Decluttering the Animatic
I started this term focusing on refining my animatic all the more to help scale back whilst maintaining flow and concept. As this is the final term to finish this project, the pressure of that was helpful in accepting changes and feeling the urgency of scaling back the film to a doable state.
I had a lot of trouble with the animatic throughout the last term and in this current process of getting it finalised. I think this has been down to nervousness about getting it right and organising my many ideas as to how to show it. Last term it had been through many iterations, but none of them quite different enough. There were sequences I had grown attached to and I spent far too long avoiding taking them out. Once we switched into term 3 however, I suddenly became a lot more open to the idea of changing all I could to be able to complete this project.
Close up shots
In the new version, I was able to show a lot more emotional connection through the use of close-ups, this was a key aspect my previous animatics were missing and it is so important in getting the correct sense of the film across as it is so defined by emotion and the internal struggle as well as the external. This will also give me the opportunity to try character animation, a thing I have always been interested in but never tried before.
Taking out Complex and Unnecessary shots
A series of complex and unnecessary shots were a few timelapse sequences that were originally placed to display the passage of time, an attempt to show the scale of the project at hand. Cutting these out removed the need to create the additional environments and the frames of the character needed for the time-lapse effect.

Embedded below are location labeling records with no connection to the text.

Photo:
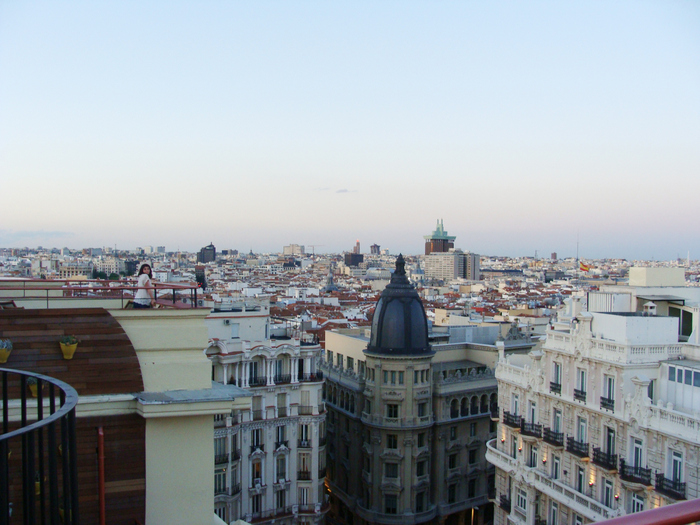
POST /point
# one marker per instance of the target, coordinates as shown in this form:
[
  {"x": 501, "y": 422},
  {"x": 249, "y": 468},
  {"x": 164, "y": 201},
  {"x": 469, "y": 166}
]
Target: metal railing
[
  {"x": 45, "y": 451},
  {"x": 511, "y": 420},
  {"x": 604, "y": 459},
  {"x": 607, "y": 403},
  {"x": 552, "y": 437},
  {"x": 669, "y": 487},
  {"x": 65, "y": 290},
  {"x": 578, "y": 448},
  {"x": 635, "y": 474}
]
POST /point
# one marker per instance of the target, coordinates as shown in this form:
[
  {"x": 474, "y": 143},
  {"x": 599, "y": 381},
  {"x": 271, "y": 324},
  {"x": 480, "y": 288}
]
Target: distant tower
[{"x": 439, "y": 241}]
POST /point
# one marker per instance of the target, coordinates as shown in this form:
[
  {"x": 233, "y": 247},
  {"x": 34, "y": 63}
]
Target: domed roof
[{"x": 399, "y": 325}]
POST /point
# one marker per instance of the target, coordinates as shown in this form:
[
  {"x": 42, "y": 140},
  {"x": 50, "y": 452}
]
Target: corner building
[{"x": 404, "y": 436}]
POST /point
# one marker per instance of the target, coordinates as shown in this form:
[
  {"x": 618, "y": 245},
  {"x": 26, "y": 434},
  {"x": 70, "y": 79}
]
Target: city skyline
[{"x": 523, "y": 127}]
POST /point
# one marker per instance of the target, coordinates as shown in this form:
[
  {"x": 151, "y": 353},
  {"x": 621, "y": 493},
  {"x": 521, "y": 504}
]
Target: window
[
  {"x": 556, "y": 373},
  {"x": 581, "y": 379},
  {"x": 556, "y": 467},
  {"x": 420, "y": 502},
  {"x": 521, "y": 500},
  {"x": 676, "y": 466},
  {"x": 580, "y": 475},
  {"x": 554, "y": 513},
  {"x": 281, "y": 499},
  {"x": 637, "y": 504},
  {"x": 607, "y": 493},
  {"x": 452, "y": 461},
  {"x": 452, "y": 493}
]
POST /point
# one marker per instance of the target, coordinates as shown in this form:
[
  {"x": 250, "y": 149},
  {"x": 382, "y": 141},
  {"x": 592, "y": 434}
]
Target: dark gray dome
[{"x": 399, "y": 325}]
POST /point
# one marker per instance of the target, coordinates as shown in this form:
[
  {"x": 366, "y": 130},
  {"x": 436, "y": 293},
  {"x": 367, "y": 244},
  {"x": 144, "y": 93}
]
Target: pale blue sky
[{"x": 259, "y": 124}]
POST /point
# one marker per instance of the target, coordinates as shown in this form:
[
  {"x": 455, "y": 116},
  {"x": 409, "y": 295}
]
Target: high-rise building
[
  {"x": 207, "y": 254},
  {"x": 604, "y": 420},
  {"x": 439, "y": 241},
  {"x": 454, "y": 264},
  {"x": 270, "y": 457},
  {"x": 406, "y": 420}
]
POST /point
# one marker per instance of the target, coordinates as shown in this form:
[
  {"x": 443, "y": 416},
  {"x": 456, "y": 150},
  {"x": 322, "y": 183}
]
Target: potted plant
[
  {"x": 68, "y": 345},
  {"x": 33, "y": 385},
  {"x": 5, "y": 350}
]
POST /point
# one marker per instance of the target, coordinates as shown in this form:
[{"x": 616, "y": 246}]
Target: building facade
[
  {"x": 603, "y": 421},
  {"x": 407, "y": 421},
  {"x": 270, "y": 458}
]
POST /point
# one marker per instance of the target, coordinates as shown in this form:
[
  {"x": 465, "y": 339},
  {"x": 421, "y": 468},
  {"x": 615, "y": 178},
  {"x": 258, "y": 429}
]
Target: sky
[{"x": 525, "y": 126}]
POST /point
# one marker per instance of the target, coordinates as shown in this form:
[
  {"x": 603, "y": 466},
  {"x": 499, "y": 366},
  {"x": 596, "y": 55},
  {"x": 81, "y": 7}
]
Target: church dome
[{"x": 399, "y": 325}]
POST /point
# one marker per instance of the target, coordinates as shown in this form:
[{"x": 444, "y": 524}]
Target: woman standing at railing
[{"x": 144, "y": 297}]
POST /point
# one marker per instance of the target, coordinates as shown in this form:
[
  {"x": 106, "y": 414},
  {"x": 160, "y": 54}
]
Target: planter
[{"x": 68, "y": 350}]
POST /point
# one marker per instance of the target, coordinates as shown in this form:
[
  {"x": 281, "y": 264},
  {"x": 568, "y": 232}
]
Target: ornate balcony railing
[
  {"x": 671, "y": 488},
  {"x": 578, "y": 448},
  {"x": 511, "y": 420},
  {"x": 504, "y": 503},
  {"x": 604, "y": 459},
  {"x": 607, "y": 403},
  {"x": 42, "y": 478},
  {"x": 634, "y": 474},
  {"x": 531, "y": 429},
  {"x": 553, "y": 438}
]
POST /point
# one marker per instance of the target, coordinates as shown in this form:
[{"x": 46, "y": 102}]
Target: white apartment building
[
  {"x": 605, "y": 420},
  {"x": 270, "y": 459},
  {"x": 455, "y": 264}
]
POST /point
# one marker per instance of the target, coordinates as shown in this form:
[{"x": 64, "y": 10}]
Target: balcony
[
  {"x": 280, "y": 379},
  {"x": 512, "y": 420},
  {"x": 312, "y": 378},
  {"x": 577, "y": 448},
  {"x": 668, "y": 487},
  {"x": 48, "y": 477},
  {"x": 257, "y": 381},
  {"x": 604, "y": 459},
  {"x": 504, "y": 503},
  {"x": 634, "y": 474},
  {"x": 607, "y": 403},
  {"x": 553, "y": 438},
  {"x": 531, "y": 429}
]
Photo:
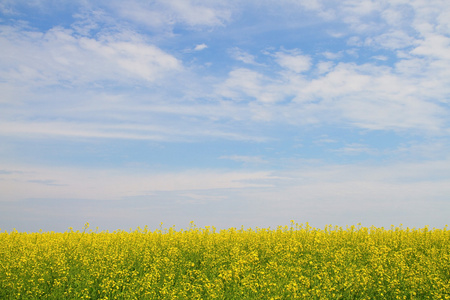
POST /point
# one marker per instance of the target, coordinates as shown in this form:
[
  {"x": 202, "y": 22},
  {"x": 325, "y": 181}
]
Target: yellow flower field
[{"x": 290, "y": 262}]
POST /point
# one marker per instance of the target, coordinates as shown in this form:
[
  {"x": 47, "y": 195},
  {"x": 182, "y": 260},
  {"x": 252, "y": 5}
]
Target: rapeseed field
[{"x": 290, "y": 262}]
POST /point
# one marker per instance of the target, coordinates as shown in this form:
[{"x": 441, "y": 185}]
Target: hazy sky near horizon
[{"x": 225, "y": 113}]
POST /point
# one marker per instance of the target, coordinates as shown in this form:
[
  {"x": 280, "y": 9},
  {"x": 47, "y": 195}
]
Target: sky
[{"x": 226, "y": 113}]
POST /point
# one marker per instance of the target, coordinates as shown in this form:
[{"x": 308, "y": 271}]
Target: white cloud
[
  {"x": 245, "y": 159},
  {"x": 243, "y": 56},
  {"x": 59, "y": 56},
  {"x": 25, "y": 182},
  {"x": 200, "y": 47},
  {"x": 162, "y": 15},
  {"x": 293, "y": 61}
]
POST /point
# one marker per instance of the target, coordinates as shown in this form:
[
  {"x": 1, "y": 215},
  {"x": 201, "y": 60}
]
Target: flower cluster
[{"x": 290, "y": 262}]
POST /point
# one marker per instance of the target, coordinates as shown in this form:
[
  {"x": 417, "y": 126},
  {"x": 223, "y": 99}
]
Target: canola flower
[{"x": 290, "y": 262}]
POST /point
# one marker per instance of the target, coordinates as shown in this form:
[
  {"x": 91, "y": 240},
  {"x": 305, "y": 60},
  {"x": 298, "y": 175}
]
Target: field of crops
[{"x": 290, "y": 262}]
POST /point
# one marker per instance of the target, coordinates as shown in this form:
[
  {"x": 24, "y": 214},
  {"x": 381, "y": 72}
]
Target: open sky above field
[{"x": 225, "y": 113}]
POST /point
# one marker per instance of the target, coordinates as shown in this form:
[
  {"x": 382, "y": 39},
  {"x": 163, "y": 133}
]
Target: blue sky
[{"x": 225, "y": 113}]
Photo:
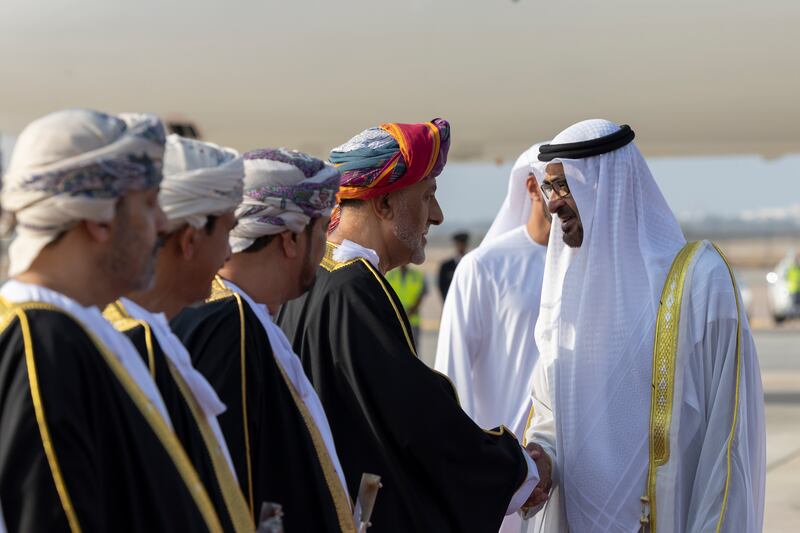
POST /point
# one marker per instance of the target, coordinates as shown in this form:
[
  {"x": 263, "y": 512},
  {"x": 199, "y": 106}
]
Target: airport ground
[{"x": 779, "y": 355}]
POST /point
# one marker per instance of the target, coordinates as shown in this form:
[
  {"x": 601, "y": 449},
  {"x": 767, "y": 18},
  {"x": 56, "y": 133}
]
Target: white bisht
[
  {"x": 592, "y": 388},
  {"x": 486, "y": 344}
]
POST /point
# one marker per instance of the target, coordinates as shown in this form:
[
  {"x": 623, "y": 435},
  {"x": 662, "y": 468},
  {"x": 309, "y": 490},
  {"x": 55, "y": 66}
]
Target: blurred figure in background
[
  {"x": 793, "y": 280},
  {"x": 486, "y": 343},
  {"x": 448, "y": 268},
  {"x": 411, "y": 287}
]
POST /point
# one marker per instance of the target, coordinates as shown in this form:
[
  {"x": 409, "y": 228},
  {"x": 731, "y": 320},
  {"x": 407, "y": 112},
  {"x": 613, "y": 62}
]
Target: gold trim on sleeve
[
  {"x": 44, "y": 431},
  {"x": 229, "y": 487},
  {"x": 736, "y": 393},
  {"x": 219, "y": 292}
]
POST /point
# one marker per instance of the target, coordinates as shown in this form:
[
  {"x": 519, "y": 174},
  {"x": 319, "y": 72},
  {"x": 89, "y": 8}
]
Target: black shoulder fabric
[
  {"x": 592, "y": 147},
  {"x": 392, "y": 415},
  {"x": 115, "y": 471}
]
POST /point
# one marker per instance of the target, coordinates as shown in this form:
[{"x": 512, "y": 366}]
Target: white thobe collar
[
  {"x": 348, "y": 250},
  {"x": 173, "y": 348},
  {"x": 92, "y": 319},
  {"x": 291, "y": 365}
]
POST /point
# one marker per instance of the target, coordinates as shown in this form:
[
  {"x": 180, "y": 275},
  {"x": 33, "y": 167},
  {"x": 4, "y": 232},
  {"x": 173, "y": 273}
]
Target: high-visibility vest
[
  {"x": 793, "y": 279},
  {"x": 408, "y": 288}
]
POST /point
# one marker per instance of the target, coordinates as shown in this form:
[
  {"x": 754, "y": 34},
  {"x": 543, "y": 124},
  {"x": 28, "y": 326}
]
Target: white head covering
[
  {"x": 595, "y": 327},
  {"x": 200, "y": 179},
  {"x": 284, "y": 190},
  {"x": 516, "y": 208},
  {"x": 74, "y": 165}
]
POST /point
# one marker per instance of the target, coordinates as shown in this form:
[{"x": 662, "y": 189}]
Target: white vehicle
[{"x": 782, "y": 305}]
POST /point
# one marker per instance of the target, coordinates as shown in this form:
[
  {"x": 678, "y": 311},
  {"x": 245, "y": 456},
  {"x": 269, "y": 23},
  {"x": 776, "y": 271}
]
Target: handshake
[{"x": 541, "y": 492}]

Experimenting with new shots
For a long time, I have been debating the best ways to show a bit more context to the situation the character is in. It had been a common thing to come up when showing the animatic to others so I experimented with displaying the urgency of this character’s plight with a classic To Do List. I added a few things that made it seem like this character had been putting this task off for a while but it had finally become time to attempt it. Along with this I also added a quick check of a watch to try and convey the stress this character had and how long he is worried about this process taking.
However, when putting this in the animatic it was a bit too much to take in all at once. Instead, it became clear that the close-ups and emotions conveyed through them could be enough to show what was needed. By having these scenes it slowed down to process, taking longer to get to the action. Simplifying this and having the urgency and turmoil this character was facing speak for itself, saying more with less, was both a more tasteful way of showing this and helped save time in production.
Scaling back on environments and planning with a shot list
Additionally, I have been able to scale back the number of environments and planning this out with the shot list has been very helpful! Assigning the environments to each different scene and detailing which other assets need creating has been important in this final animatic development. I have also assigned each shot with a number and short description which helped to discuss the sequence order with others.
The edits I have made, particularly to take out scenes and focus more on close-ups and the story’s conclusion, have really helped the film flow so much better. For a long time, the story had multiple dips in the flow. This was to try and display the ebbs and flows of gaining and losing motivation in a project, but it was ultimately trying to add too much into such a short space of time. By having one dip, a singular ‘point of no return’, it allows for that one moment to mean so much more and for the imagery of this nightmare moment to be pushed a little more radically, therefore making the payoff all the more satisfying.